French President Francois Hollande traveled to the snowy German capital to join German Chancellor Angela Merkel to fete the Elysee Treaty, inked in 1963, which heralded a new era of friendship between the former foes.
Eighteen years after the end of World War II, then-French president Charles de Gaulle and then-West German chancellor Konrad Adenauer on Jan. 22 formalized the cooperation that has since been a building block of European unity.
Photo: AFP
However, the half-century milestone comes amid strains in the Franco-German partnership and as the EU faces testing times over the eurozone debt crisis, and euroskepticism in Britain.

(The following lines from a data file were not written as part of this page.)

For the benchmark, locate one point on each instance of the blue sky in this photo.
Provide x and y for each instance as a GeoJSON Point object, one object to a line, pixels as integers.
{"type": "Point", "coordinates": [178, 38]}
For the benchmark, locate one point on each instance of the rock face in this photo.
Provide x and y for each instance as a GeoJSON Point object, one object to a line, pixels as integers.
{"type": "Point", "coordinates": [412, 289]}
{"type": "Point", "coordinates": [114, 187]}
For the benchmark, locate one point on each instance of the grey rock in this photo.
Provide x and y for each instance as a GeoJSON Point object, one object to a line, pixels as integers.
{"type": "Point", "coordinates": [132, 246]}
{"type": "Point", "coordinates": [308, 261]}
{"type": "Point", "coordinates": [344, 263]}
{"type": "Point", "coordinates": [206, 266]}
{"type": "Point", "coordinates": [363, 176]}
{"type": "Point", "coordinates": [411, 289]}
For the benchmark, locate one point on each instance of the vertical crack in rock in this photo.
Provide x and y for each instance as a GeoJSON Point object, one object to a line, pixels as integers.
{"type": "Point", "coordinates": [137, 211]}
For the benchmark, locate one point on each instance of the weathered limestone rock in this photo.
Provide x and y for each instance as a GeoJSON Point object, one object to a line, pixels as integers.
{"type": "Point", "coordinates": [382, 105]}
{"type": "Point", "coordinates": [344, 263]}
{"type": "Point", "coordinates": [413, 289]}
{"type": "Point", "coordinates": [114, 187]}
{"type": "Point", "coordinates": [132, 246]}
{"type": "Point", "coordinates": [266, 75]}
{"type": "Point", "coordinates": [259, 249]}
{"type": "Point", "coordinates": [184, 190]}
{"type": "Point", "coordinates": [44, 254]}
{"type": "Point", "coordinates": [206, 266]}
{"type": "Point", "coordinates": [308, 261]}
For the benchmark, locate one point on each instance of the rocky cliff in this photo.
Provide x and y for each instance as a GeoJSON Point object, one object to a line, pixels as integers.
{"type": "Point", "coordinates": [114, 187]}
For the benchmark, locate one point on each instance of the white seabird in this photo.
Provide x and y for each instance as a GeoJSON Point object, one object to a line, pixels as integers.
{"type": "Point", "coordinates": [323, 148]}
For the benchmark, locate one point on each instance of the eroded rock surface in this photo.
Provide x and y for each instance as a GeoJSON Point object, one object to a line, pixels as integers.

France and Germany’s foreign ministers jointly insisted in a German newspaper that Europe was “not the problem, but it must be the solution” and urged a modernization of the “European reflex” of former generations.
“We want to counter the danger of an erosion within the EU,” French Foreign Minister Laurent Fabius and German Foreign Minister Guido Westerwelle wrote in the Frankfurter Allgemeine Zeitung daily.
“The drift towards populism and nationalism has grown alarmingly in the course of the European debt crisis. We are making a stand with a German-French commitment to Europe,” they added.
Launching a hectic lineup of events, Merkel joined Hollande at the French embassy in Berlin for a meeting with figures from both countries’ cultural scenes.
“I am a child of this friendship [between France and Germany] ... my first car was a 2CV and I studied in Paris,” German film director Wim Wenders said on arrival, referring to an old Citroen model.
“There’s a certain indifference [today], but that doesn’t surprise me after 50 years of marriage,” he added.
The Artist director Michel Hazanavicius was among the French representatives.
A joint session of both countries’ Cabinets took place later in the day, while French lawmakers traveled to Berlin to join their Bundestag counterparts for a debate in the Reichstag.
The day was to wrap up with a concert at the Berlin Philharmonic hall, including music by Beethoven and French composer Camille Saint-Saens.
Shortly after Hollande arrived in Berlin, he and Merkel sought to present a unified front during a televized debate with about 200 German and French youth, despite tensions from the euro crisis which has propelled Berlin into Europe’s driving seat.